Still, it is an interesting set of polities to consider. Each of these states, from Britain back, enjoyed its heyday and then declined into insignificance. There could be many explanations for such impermanence, but one is that they all were, or soon became, plutocracies (the rule by the wealthy) and plutocracies tend to be quite fragile, for reasons that I explain in Chapter 6 of End Times. If America fits this pattern, its days as a hegemon are numbered.

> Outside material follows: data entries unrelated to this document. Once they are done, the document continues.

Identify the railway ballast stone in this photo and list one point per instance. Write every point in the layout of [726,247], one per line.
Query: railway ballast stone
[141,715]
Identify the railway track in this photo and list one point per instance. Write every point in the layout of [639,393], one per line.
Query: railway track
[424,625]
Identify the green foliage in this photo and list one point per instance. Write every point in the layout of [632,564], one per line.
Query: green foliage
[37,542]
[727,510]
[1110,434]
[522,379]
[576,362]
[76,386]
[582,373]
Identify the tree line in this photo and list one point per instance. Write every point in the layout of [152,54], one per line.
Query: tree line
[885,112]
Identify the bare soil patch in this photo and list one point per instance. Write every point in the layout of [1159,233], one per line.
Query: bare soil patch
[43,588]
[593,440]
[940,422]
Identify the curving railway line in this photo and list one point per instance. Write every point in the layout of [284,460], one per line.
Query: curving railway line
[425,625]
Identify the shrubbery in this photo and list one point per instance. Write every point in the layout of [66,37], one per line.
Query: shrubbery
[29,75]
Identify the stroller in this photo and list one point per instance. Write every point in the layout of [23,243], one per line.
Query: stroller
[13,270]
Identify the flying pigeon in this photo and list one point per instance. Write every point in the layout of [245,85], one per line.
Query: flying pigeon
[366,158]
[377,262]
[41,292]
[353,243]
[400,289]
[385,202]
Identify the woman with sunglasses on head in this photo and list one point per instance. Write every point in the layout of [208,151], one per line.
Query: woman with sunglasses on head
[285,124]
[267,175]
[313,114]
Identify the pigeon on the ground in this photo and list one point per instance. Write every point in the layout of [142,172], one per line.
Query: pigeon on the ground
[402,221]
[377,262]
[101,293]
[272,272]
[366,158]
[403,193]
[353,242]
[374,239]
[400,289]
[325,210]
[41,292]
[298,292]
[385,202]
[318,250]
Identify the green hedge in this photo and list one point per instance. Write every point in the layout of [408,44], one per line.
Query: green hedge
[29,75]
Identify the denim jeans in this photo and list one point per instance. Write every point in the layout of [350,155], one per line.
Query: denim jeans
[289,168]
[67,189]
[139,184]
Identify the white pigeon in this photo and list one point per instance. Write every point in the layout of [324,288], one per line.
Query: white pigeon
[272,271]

You see, when the West applies pressure, it expects fracture.
But pressure, in the Eurasian core, becomes myth,
and myth becomes state again.
How would technology possibly change this? Previously empires and power blocks had hard currency (gold, silver etc), whereas now much of this is digitised/tokenized and centralised. The western dominance of global finance is also unprecedented (?) in its reach.
Russia's inability subdue Ukraine in a timely manner and US et als destabilising campaign WW is highly effective. Eg Iraq, Syria, Ukraine, Latin America. The US and it's juniors don't need to be completely resilient if they can sow chaos abroad and at home?